五分と経たない内に、カフェオレが揺れるグラスが私達の元に届いた。殆ど同時に私達の手がそれに触れ「ありがとうございます」と声が重なる。
空になったトレイを小脇に抱えた店主は、以前私が訪れた際と変わらぬ朗らかな笑みを湛えてくれた。
「もしかして、君が噂の祈ちゃんかな?」
「噂の?」
踵を返してその場を離れる事なく、こちらに視線を向けて質問を投げかけた店主に驚きながらも私は“噂の”の意味が判然とせずすぐに首を傾げた。しかしながら、私とは対照的に店主の言葉の意味を知っているらしい陽向が、実に分かり易く向かいの席で慌てふためいている。
それに心なしか、彼の麗しい顔は紅潮していた。
「ここにいるうちの常連さんの難波君からね、祈ちゃんって名前の気になっている子がいるんだけど、声を掛ける勇気が出ないってずっと相談されていたんだよ。」
「え?」
「ちょっ…ちょっと待って下さいマスター、それを祈ちゃんに云うのは反則です。」
「おや、やっぱり君が噂の祈ちゃんなんだね。」
「都合の良い所だけ掻い摘んで話を続けないで!!!」
話を続ける店主にどんどん顔を赤くさせる陽向が、珍しくかなり激しい動揺を見せている。陽向の言動から察するに、どうやら店主の発言は全て事実らしかった。

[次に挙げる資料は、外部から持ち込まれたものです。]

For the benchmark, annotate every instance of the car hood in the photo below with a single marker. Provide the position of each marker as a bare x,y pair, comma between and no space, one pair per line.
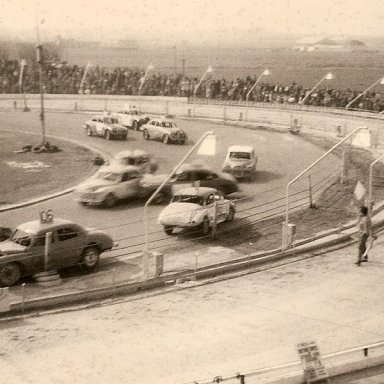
178,208
237,162
7,247
93,185
119,126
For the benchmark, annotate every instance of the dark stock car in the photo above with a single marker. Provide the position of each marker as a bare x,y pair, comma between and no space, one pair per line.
23,253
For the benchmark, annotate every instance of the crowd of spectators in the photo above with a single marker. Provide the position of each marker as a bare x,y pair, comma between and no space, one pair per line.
73,79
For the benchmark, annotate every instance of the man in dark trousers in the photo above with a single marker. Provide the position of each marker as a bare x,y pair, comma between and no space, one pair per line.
364,231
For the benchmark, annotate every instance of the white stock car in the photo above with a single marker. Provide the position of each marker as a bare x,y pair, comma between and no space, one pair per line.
106,126
116,182
165,130
131,117
195,208
240,162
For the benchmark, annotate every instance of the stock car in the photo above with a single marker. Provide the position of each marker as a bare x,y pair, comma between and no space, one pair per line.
23,253
116,182
106,126
240,162
164,129
131,117
195,208
188,174
138,157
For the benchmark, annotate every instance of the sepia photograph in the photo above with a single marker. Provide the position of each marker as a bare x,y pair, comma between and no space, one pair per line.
191,191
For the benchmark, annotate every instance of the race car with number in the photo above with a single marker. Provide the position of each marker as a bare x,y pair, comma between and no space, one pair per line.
26,252
165,130
199,208
106,126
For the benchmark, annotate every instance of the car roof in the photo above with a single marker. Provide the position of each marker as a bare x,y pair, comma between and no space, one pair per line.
193,167
196,191
240,148
163,119
120,168
36,226
130,153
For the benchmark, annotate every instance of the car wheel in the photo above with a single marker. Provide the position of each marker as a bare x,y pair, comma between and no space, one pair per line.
168,229
166,139
91,257
205,226
109,200
9,274
231,214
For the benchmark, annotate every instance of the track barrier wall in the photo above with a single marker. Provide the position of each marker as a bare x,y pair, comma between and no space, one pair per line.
335,123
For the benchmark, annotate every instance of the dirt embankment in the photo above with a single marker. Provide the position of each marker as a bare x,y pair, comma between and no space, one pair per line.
26,175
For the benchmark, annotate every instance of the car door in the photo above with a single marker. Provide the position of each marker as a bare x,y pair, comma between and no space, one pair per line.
181,180
129,185
35,254
67,245
93,124
100,126
221,207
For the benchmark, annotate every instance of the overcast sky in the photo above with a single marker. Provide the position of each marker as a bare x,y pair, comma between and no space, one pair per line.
179,19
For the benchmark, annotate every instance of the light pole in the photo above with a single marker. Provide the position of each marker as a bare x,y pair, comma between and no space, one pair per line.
208,70
40,61
266,72
142,80
328,76
23,63
286,223
380,81
200,141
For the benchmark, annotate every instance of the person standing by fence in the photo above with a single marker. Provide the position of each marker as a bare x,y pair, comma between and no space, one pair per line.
364,231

周章狼狽している彼がとても可愛い。そう思う一方で、私は陽向が店主に私の話をしていた事実に恥ずかしくなって身体が熱くなる。
「難波君はいつも端麗な顔をピクリともさせずに小説を読み耽る青年なのに、祈ちゃんんの話をする時だけは実に表情豊かで私もついつい聴き入ってしまってね、いつかその噂の祈ちゃんに会いたいと願っていたんだよ。」
思い出を反芻する様子を見せる相手の言葉に、私は大学の学食で陽向に声を掛けられた時の事を思い出した。
「入学した時からずっと祈ちゃんの事が気になっていたけれど、勇気が湧いてくれなくて話し掛けられなかったの」確か陽向はあの時、何の取り柄もない私にそう云ってくれた。嘘を付いてると疑っていた訳ではなかったけれど、とても私みたいな面白味のない人間に興味を抱く人がいるとは思えなかったのも本当だった。

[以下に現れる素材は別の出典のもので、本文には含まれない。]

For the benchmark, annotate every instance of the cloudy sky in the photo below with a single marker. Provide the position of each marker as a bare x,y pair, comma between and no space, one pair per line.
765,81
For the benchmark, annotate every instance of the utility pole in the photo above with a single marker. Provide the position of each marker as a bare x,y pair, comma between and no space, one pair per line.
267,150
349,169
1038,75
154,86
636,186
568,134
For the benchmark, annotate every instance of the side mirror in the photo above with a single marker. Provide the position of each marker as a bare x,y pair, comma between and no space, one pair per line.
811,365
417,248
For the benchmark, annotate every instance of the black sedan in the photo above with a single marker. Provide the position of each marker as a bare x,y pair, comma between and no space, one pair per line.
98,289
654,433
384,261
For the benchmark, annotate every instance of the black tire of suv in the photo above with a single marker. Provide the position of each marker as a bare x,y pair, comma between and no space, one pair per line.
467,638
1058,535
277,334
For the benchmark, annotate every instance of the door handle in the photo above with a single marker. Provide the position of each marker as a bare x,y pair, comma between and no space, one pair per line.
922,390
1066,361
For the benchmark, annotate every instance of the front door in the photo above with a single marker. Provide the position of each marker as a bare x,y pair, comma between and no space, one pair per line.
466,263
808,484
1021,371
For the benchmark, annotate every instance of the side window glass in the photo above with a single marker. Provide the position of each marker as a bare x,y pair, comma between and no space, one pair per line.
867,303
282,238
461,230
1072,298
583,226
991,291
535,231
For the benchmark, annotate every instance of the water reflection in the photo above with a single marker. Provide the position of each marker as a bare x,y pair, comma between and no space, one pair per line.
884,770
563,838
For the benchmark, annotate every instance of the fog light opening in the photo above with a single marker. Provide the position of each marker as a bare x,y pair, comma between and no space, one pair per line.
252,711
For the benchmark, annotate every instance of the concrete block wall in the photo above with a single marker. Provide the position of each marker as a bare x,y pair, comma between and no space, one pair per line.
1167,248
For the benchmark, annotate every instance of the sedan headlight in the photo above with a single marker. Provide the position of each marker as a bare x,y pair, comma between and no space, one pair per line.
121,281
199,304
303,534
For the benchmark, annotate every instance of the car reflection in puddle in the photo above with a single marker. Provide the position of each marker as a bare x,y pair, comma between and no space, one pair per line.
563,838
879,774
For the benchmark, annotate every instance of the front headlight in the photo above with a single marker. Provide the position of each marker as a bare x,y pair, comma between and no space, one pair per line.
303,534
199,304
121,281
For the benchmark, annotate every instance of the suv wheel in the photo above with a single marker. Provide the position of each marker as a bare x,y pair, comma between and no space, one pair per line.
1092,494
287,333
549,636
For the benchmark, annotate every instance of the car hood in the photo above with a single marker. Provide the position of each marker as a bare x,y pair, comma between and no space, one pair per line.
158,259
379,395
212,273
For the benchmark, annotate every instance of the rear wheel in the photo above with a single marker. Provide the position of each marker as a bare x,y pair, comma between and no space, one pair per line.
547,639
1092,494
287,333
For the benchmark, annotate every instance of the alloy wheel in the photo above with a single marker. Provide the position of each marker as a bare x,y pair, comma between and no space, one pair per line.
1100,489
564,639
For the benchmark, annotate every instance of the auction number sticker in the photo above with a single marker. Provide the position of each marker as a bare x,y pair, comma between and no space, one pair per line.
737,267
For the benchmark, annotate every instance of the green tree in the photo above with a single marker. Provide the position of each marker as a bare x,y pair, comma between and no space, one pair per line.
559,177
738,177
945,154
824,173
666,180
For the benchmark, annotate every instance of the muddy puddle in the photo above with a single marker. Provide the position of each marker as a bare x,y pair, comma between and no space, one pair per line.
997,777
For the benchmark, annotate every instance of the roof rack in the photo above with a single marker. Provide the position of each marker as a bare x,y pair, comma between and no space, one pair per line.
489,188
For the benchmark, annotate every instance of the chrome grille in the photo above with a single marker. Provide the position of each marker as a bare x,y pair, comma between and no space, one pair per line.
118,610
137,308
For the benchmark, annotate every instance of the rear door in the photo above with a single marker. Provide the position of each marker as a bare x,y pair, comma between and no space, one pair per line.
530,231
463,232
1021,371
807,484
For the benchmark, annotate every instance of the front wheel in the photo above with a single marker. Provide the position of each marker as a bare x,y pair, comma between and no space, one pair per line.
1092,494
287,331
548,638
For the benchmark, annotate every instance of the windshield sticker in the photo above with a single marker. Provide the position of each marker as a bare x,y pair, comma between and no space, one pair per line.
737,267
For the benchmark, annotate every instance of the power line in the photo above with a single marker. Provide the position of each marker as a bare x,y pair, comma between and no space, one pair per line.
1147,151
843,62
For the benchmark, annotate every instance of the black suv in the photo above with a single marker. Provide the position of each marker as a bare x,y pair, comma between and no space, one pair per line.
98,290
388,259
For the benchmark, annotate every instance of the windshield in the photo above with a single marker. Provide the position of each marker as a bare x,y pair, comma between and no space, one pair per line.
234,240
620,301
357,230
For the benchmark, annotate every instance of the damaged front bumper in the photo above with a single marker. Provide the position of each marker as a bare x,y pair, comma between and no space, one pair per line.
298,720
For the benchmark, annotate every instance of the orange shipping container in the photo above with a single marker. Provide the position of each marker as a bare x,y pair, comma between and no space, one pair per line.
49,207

だけどたった今、第三者の証言で陽向があの時私にくれた言葉が何の脚色もないノンフィクションだったのだと知ったせいで、心拍数がぐんぐん急上昇している。
陽向への恋情を自覚したばかりだと云うのにそんな吉報を耳にすると、余計にどんな表情をすれば良いのか途端に分からなくなってしまう。